С возобновления всесоюзных соревнований по футболу все нормальные мальчишки бросились играть в футбол, где попало и чем попало. Стадионов, детских площадок, спортивного инвентаря, мячей, бутсов, тапочек, маек, трусов, – всего этого не было. Играли на любом клочке земли или асфальта, в любой обуви, вместо нормальных мячей пинали набитые тряпками оболочки, сшитые наподобие покрышек настоящих футбольных мячей. Так зародился знаменитый дворовый футбол, из которого, как из Гоголевской шинели, вышли все знаменитые футболисты СССР 50-х, 60-х и 70-х годов.
Чтобы объяснить, как я пристрастился к спорту, следует особо отметить, по соседству с каким общественным заведением я жил. Наш дом был последним в переулке Стопани, к нему примыкала большая территория парка с двумя двухэтажными зданиями дореволюционной постройки. Кажется, какой-то богатый московский купец построил их и подарил своей возлюбленной фаворитке. Одно, центральное здание было очень хорошо и богато, второе скромнее и меньше.
В 1935–1936 годах большевицкая власть решила переоборудовать эти здания, а также всю прилежащую территорию вокруг них под городской дом пионеров. В то время большую роль в Советской верхушке играл Лазарь Моисеевич Каганович (последний и не очень приятный еврей в Советском правительстве), он отвечал за весь транспорт и за всю Москву, он же руководил строительством метрополитена. Кажется, пионерам Москвы повезло под эту сурдинку. Два события в моей жизни произошли почти одновременно. Первое – очень близко от нашего дома открыли станцию метро «Кировская», – она вдруг появилась из-под земли и на всю жизнь стала самой родной моей станцией. И второе – еще ближе от моего дома открыли Городской Дом Пионеров на месте особняка дореволюционной мадам, если и не легкого, то и не очень тяжелого поведения. Очень символично. Большевики национализировали полу-бордель и разместили там пионеров. Новая мораль на обломках старой. Замечательно. Правда, пионеры об этом не догадывались, а я узнал о прошлом особняка, будучи уже взрослым.
Дом пионеров открывал сам Л. М. Каганович и тоже ничего не сказал о его прошлой принадлежности, о том, кто и кому его построил, и как его отняли. И правильно, пионеры все равно ничего не поняли бы, а если бы поняли, то очень расстроились.

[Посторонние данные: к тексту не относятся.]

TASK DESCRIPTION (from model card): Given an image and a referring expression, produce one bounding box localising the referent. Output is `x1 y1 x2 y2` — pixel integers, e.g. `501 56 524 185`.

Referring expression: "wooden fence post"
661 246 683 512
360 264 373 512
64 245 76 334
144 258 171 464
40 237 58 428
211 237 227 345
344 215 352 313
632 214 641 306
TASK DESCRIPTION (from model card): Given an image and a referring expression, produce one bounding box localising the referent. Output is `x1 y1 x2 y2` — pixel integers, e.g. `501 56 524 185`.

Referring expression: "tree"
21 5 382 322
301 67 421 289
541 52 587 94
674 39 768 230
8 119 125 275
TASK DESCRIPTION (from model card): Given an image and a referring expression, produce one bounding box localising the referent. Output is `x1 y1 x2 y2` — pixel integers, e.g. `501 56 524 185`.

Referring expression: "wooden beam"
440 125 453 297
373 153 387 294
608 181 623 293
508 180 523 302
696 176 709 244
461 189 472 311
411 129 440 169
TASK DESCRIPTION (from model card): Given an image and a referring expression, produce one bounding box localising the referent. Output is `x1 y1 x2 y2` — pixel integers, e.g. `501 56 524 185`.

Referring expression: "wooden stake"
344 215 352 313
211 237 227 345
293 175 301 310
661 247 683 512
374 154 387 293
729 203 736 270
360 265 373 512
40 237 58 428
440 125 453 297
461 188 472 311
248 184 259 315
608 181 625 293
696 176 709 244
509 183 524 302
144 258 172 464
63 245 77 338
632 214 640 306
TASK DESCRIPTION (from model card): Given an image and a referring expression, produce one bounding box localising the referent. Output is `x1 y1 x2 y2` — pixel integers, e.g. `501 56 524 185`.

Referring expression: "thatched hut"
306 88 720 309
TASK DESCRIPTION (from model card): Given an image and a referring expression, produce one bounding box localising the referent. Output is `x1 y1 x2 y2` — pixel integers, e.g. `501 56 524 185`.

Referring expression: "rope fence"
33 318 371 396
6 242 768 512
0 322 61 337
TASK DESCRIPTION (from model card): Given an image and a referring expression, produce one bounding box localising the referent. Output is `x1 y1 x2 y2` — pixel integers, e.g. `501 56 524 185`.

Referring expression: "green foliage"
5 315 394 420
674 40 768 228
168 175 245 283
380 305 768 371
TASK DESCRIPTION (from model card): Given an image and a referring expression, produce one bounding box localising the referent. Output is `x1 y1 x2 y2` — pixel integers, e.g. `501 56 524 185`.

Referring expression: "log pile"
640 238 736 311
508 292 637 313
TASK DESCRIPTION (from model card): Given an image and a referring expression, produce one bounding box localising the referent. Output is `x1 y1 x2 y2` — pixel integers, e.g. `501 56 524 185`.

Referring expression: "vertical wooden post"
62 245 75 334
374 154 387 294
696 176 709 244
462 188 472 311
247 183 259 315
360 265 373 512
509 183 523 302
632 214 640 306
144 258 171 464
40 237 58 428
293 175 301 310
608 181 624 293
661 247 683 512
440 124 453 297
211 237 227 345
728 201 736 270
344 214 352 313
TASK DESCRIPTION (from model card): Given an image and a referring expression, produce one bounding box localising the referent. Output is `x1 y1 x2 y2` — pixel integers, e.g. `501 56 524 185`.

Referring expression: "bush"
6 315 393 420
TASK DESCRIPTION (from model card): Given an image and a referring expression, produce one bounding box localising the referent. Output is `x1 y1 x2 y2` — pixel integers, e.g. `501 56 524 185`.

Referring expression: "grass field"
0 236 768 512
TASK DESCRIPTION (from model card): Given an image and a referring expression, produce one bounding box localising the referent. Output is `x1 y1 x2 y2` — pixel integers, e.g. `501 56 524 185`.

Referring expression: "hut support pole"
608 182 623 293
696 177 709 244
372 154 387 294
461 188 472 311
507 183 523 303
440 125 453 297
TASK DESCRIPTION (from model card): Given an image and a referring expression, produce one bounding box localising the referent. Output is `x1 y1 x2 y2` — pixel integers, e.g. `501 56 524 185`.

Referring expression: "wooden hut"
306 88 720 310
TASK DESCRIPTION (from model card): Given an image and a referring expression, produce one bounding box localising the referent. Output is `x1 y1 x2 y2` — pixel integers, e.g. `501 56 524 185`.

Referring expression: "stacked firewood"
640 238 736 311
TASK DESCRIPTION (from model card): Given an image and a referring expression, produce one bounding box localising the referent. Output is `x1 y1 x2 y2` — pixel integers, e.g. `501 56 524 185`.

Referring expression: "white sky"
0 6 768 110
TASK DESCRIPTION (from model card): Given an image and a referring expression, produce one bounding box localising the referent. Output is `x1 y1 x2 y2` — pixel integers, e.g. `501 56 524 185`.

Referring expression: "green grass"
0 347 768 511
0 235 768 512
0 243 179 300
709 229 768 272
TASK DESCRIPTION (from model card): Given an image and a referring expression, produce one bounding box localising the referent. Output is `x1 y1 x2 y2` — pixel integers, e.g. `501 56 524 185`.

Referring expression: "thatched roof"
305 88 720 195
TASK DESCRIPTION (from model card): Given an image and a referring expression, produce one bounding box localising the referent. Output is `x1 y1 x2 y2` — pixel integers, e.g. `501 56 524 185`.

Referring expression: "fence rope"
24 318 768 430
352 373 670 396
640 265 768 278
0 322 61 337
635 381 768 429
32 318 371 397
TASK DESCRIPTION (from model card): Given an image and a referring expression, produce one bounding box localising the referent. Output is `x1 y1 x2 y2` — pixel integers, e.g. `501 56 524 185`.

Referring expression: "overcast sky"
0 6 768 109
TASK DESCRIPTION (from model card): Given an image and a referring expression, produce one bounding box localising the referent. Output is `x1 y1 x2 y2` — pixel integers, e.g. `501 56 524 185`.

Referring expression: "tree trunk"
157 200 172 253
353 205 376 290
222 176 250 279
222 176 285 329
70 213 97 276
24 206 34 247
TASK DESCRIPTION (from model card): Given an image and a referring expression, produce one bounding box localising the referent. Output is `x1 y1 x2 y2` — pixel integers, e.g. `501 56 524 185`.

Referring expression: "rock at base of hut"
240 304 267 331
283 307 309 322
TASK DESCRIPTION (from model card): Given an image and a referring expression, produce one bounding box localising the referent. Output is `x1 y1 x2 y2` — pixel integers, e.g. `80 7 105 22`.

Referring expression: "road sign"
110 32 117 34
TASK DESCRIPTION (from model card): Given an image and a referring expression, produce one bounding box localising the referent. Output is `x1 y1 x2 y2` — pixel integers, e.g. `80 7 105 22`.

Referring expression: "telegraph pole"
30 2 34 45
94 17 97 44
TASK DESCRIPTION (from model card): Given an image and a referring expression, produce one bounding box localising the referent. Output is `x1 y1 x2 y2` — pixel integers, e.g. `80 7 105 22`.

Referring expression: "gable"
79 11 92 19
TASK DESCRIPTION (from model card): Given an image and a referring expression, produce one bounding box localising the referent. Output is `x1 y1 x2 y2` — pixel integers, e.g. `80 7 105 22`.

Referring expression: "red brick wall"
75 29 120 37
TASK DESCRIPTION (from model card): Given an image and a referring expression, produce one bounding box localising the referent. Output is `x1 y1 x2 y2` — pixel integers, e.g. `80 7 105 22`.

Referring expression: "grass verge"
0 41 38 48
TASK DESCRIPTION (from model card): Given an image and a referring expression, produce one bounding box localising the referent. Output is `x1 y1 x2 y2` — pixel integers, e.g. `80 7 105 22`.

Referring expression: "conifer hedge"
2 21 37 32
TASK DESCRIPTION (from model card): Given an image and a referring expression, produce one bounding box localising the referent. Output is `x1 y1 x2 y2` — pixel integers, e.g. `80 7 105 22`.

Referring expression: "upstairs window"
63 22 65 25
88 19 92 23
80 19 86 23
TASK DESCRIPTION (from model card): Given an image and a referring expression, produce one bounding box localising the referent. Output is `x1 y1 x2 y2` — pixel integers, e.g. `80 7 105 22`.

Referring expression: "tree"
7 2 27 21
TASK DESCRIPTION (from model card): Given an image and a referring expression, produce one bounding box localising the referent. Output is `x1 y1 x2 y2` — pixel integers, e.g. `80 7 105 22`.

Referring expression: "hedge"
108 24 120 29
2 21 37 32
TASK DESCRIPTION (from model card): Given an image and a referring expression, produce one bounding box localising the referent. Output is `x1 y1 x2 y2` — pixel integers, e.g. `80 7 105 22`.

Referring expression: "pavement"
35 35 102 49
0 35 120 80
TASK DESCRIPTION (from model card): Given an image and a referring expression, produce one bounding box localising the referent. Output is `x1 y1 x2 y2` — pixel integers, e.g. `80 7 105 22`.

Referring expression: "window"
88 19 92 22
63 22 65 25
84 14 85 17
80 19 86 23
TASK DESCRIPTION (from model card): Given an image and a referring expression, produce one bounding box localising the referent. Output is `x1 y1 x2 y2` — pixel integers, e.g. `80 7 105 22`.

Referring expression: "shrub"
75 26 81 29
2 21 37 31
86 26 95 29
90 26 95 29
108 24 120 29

Замечу, и кажется уже во второй раз, что, несмотря на географическую приближенность к не просто дому пионеров (такие были в каждом районе), а к Городскому Дому Пионеров (получается, что это был самый главный штаб пионеров СССР), сам я никогда пионером не был. Так получилось. Перед войной по возрасту я мог быть только октябренком, но не сподобился, во время войны про пионеров никто и не вспоминал, а после войны стало уже поздно вступать в эту замечательную организацию. Но, живя рядом с городским домом пионеров, я наблюдал их жизнь вблизи, изнутри и снаружи, и не только пионеров, но и их руководителей, вожатых, руководителей кружков, поскольку вход в оба здания был свободный.

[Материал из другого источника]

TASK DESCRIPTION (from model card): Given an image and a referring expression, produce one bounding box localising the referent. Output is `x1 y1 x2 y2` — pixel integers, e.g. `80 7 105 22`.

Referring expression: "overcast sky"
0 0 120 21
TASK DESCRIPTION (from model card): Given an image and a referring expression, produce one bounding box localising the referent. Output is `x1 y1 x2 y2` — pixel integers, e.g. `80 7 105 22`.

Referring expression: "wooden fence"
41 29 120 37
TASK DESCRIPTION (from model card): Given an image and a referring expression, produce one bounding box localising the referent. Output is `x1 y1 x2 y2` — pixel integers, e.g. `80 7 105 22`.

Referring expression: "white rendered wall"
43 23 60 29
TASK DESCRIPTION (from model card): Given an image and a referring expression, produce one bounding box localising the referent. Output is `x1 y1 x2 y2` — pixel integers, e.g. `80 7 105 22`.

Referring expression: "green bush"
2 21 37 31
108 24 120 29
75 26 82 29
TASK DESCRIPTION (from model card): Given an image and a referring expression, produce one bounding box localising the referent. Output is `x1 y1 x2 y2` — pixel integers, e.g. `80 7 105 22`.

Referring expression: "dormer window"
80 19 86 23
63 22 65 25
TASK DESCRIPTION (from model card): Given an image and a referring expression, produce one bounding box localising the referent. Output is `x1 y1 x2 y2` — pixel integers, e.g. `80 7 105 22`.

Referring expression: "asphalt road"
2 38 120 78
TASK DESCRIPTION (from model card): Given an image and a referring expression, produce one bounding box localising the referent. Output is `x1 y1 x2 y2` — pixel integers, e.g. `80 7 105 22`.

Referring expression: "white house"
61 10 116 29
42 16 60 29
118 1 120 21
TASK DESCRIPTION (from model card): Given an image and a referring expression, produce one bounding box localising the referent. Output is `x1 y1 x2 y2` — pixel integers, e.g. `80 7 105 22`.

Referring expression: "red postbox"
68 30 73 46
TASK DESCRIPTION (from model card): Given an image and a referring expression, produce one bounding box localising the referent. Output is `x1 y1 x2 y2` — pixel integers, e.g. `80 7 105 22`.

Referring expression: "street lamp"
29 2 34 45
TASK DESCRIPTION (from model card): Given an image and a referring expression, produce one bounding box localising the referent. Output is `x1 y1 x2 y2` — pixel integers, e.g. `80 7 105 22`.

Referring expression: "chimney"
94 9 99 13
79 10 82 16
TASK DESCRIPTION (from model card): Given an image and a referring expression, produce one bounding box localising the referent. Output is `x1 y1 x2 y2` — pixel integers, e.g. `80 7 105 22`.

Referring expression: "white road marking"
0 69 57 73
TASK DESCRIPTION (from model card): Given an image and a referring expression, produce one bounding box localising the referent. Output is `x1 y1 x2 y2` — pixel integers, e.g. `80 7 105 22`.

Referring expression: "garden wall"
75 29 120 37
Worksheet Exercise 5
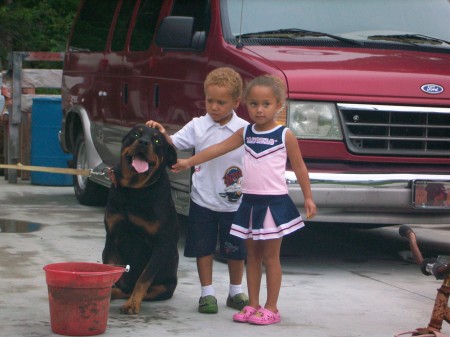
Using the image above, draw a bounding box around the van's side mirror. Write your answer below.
[155,16,194,49]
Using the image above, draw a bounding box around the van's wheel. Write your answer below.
[73,134,109,206]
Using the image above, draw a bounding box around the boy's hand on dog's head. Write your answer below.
[145,120,166,134]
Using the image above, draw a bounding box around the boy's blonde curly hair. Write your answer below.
[203,67,243,99]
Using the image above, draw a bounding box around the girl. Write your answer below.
[172,75,316,325]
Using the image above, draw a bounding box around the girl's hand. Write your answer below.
[305,199,317,219]
[170,159,191,173]
[145,120,166,134]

Территория дома пионеров делила переулок Стопани на две почти равные части. Центральная часть территории была заасфальтирована и служила дикой спортивной площадкой для игры в своеобразный зимний хоккей: играли на утоптанном скользком снегу, кто на коньках, кто просто в валенках, кто с деревянными самодельными, кто с металлическими клюшками. А летом – на той же площадке – в футбол. Хоккейными или футбольными воротами служили въездные ворота, а еще их можно было обозначать сброшенными детскими вещами. Зимой мы часто играли в футбол на этой площадке, он был более популярен, чем хоккей. Потом обе игры выровнялись по популярности. Ворота по другую сторону площадки вели во вторую половину переулка Стопани с местной достопримечательностью, домом № 9 – венерическим диспансером. Об этом заведении взрослые говорили шепотом, а мы, не зная того, что он не только венерический, но еще и кожный, хихикали по поводу второго, божественного, названия. И когда дядьки и тетки (иногда с детьми) спрашивали у нас, где дом № 9, то мы были уверены, что в ближайшее время у них что-нибудь отвалится и старались близко к ним не приближаться, но дорогу все-таки указывали. Передняя площадь использовалась как спортивная только последний год войны и первые два года после. Для игры мы мастерили самодельный спортивный инвентарь, пригодный только для жесткого асфальта. Но бои были нешуточные, к нам приходили друзья-соперники со Сретенки, из дворов Мясницкой, Покровки и других мест. Потом весь спорт переместился на так называемое «Заднее поле», расположенное за главным особняком и ограниченное забором, отделяющим территорию дома пионеров от домов и дворов Большого Харитоновского переулка. Для нас этот забор был чисто символической преградой, а для взрослых – настоящей; они не могли пройти насквозь через «Заднее поле» и вынуждены были обходить по переулку Стопани мимо сакраментального дома № 9, а дальше через Малый Харитоновский переулок попадать в Большой Харитоновский.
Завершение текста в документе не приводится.